Avec l'appui total des syndicats, les néo-démocrates ont garanti les votes nécessaires pour que les libéraux puissent faire approuver leur budget de 2012. Ils ont fait la même chose en 2013 après que les libéraux ont criminalisé tout mouvement de revendication des enseignants du secteur public et imposé à ces derniers des conventions collectives dans lesquelles leurs salaires réels, leurs pensions et leurs prestations de congé de maladie étaient réduits.

Craignant que son appui pour les libéraux – Horwath avait même envisagé à un certain moment de proposer une coalition officielle néo-démocrate-libérale – lui nuise durant la campagne électorale, la direction du NPD a annoncé au début du mois dernier qu'il retirait son appui au gouvernement de Wynne.

Cette décision a été dénoncée avec colère par la plupart des dirigeants syndicaux, dont Sid Ryan, le président de la Fédération du travail de l'Ontario, et Jerry Dias, le chef d'Unifor, le plus grand syndicat industriel au pays.

Après avoir étouffé les manifestations de masse anti-Harris qui avaient ébranlé l'Ontario de 1995 à 1997, par crainte qu'elles échappent à leur contrôle, les syndicats ont viré encore plus à droite. Une importante section de la bureaucratie syndicale appelait alors à un «vote stratégique» pour défaire les conservateurs, c'est-à-dire voter libéral.

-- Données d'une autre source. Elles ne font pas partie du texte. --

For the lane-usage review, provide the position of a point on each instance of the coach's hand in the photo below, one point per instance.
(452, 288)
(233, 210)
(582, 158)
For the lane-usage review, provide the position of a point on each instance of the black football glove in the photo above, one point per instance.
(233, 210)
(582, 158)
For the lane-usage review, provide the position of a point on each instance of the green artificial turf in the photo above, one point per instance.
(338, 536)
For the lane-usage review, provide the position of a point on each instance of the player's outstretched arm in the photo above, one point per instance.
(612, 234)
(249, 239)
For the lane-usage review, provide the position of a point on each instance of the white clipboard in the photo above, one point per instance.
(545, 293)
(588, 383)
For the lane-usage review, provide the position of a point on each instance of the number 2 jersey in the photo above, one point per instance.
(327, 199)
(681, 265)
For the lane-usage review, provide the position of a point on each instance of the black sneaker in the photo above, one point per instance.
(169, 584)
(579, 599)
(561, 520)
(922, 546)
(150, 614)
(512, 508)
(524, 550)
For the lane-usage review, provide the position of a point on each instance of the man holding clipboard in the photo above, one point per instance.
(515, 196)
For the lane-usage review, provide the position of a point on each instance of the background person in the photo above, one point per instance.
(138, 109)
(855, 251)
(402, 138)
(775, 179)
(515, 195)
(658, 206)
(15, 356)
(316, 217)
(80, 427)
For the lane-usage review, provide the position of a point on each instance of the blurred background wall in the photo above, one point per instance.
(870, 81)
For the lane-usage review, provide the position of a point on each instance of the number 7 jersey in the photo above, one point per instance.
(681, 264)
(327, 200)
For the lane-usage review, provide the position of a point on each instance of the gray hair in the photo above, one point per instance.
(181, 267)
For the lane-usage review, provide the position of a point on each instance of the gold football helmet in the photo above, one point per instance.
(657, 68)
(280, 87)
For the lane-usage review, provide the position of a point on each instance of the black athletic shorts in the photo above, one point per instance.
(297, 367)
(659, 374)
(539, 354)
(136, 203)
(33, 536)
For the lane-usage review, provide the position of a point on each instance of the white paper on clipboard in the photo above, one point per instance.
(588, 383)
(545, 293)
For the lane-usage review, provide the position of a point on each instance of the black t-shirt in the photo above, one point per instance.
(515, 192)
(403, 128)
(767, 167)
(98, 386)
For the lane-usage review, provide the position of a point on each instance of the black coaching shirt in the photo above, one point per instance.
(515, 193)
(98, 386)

Les syndicats ont été essentiels à l'élection des libéraux en 2003, sur la base d'un programme qui conservait tous les principes fondamentaux de la révolution du bon sens, y compris de grosses baisses d'impôt pour les riches et des coupes dans l'aide sociale et d'autres services. Et ils ont permis aux libéraux de conserver le pouvoir jusqu'à aujourd'hui.

Dans la dernière campagne électorale, de nombreux syndicats ont refusé d'appuyer le NPD, même dans les circonscriptions où il pouvait remporter une victoire électorale, pour le punir d'avoir mis un terme à l'alliance parlementaire qu'il maintenait de facto avec Wynne et ses libéraux.

La réalité est que la classe dirigeante dispose de trois partis qui ont tous juré de faire payer les travailleurs pour la crise du capitalisme. La lutte entre ces partis sert à raffiner la stratégie de classe de la grande entreprise et d'étouffer l'opposition populaire en la détournant dans des avenues politiquement inoffensives.

D'une façon semblable, les syndicats sont utilisés pour endiguer la lutte des classes. Ils se sont servis à maintes reprises de la menace d'un gouvernement conservateur d'extrême droite pour intimider la classe ouvrière et justifier leur collaboration avec les libéraux dans l'imposition de l'austérité, c'est-à-dire l'élimination de services publics et les suppressions d'emplois et les baisses de salaire des travailleurs qu'ils représentent.

Les travailleurs et les jeunes doivent prendre garde. Le gouvernement libéral de Wynne, avec la complicité des syndicats et du NPD et dans le contexte de la contre-révolution sociale qui est menée par le patronat et l'ensemble des gouvernements à travers le Canada, va profiter de sa majorité parlementaire pour imposer d'immenses coupes sociales et la privatisation en masse des services publics et des infrastructures. Ce programme va provoquer une opposition de masse. Mais pour que cette opposition soit politiquement viable, elle devra avoir à sa tête une nouvelle organisation de lutte, indépendante des appareils syndicaux réactionnaires: un mouvement politique de la classe ouvrière armé d'un programme socialiste qui lutte pour la création de gouvernements ouvriers à Ottawa et à travers le pays.